I have been writing in this blog for about three years now. Looking back, I have learnt about stocks valuation and the different techniques. I felt that stock valuation is more of an art than science/math. It seems that the more experience I get, the more vague things become.
Stocks Valuation Too Precise and Arcane
I think I have a decent grasp on assessing business quality and competitive advantages. As long as it is within my circle of competence. When it comes to stocks valuation, most valuation techniques seem overly precise and arcane.
I honestly feel like if I valued a business 3 times using the Discounted Cashflow Method (DCF), I could have a huge valuation gap between the three of them all depending on my mood. The terminal value in a DCF just seems to have way too much weight in the model.
Recently, I try to think of stock valuation as a rough gauge, as it seems entirely too subjective at times. It’s useful to have a rough estimate of how much revenue growth the company needs each year and what type of profit margins they need to justify the current valuation.
However, It’s impossible to be completely accurate and confident in a specific valuation (you are attempting to forecast the future, after all), but it should definitely be objective and deterministic. If you’re pulling numbers out of thin air based on your mood, then you’re not really doing anything other than placing a random number on your feelings
My Approach to Stocks Valuation
Valuation is important but we need to distinguish between mindless analysis and work that actually increases your understanding of the stock. In the end, if your decision to buying/not buying depends on the result of a DCF then you will probably gonna find value traps. What matters most is knowing how a company’s financials actually work.
For example, my previous 2 investments into Aercap (NYSE:AER) and Oceanus (SGX:579) would have failed miserably if we rely on valuation techniques like DCF. Markets are complex systems. These 2 stocks were hated at the time and priced to bankruptcy. Turns out I’m right.
If you think you have a definitive formula that explains stock prices ceteris paribus, you will be fooled by randomness over and over.
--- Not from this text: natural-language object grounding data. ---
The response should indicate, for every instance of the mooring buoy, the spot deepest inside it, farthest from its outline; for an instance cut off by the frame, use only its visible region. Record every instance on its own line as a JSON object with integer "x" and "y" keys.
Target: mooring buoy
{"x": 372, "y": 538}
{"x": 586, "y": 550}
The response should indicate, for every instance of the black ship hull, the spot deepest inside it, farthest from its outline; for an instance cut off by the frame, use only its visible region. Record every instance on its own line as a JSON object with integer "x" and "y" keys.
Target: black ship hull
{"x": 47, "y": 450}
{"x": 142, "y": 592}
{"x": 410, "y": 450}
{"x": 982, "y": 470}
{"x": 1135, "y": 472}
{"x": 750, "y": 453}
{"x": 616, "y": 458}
Efficient Market Hypothesis works well in theory until its first encounter with practice.
We see everyone looking for the next investment holy grail. Investment information is being touted everywhere and is much highly sought after in the market. The internet is heavily populated with investing videos of all kinds, while automated technologies have stripped much of the guesswork from the investment process. Still, that creates a few conundrums. Too much information will lead to analysis paralysis. 90% of the information is biased and unreliable in the first place.
The way to beat complexity is not to try and be a better stock picker. The way to beat complexity is to accept there will be a bunch of losers and deal with them. Before these 2 picks, I have discarded a bunch of stock ideas. Stock ideas that did not check all the boxes on my list.
Keep It Simple Stupid
This simple rule is quite powerful in cutting through a lot of noise. For example, earnings multiple of Covid plays has gone up significantly this cycle, but is there any way that their profit goes up 4x in the next five years ? I dont think so. I would guess a DCF would actually tell you the stock isn’t as expensive as it is (because of the rates cycle).
Investing is about buying a thing worth $1 at $0.50, it is simple but actually the guts to buy something worth $1 that falls to $0.50 is not easy.
Working on spreadsheets is simple, but resisting temptation to tweak your formulas to fit your version of reality is not easy.
Calculating book value of a company is simple, but understanding whether that book really has value or is a value trap, is not easy.
Calculating past growth and profitability ratios for a business and is simple, but actually trying to understand a business deeply enough to forecast its future growth is not easy.
Knowing that a business has moat as seen from its superior profitability and clean balance sheet is simple, but understanding whether this moat is sustainable or fleeting is not easy.
Knowing the results that numbers shout out of financial statements is simple, but knowing which of those results are signal and which are noise is not easy.
Understanding that money can multiply 10x in 20 years when you do DCA is simple, but sitting through these 20 years patiently when others are cashing in after having made 5x is not easy. I think you get my point.
(Taken from “Math is the Simple Part“)
Part of the challenge in investing is valuing companies, something that is only made more difficult by complexity.
Stocks valuation is a critical measure of calculating fair value. It allows investors to perform a comparative study of stocks to learn, which can grow in the long run. However, there are more than one ways to view stocks valuation and also to interpret it.
I think it is also important to have a feel of how the company runs its business operations. Assessing management quality is important as investing in a stock is essentially owning a piece of the business. I would prefer to have someone I could trust to hold the reins.
All in all, stock valuation has both art and science elements and we should not just depend on one technique to evaluate the stock’s potential.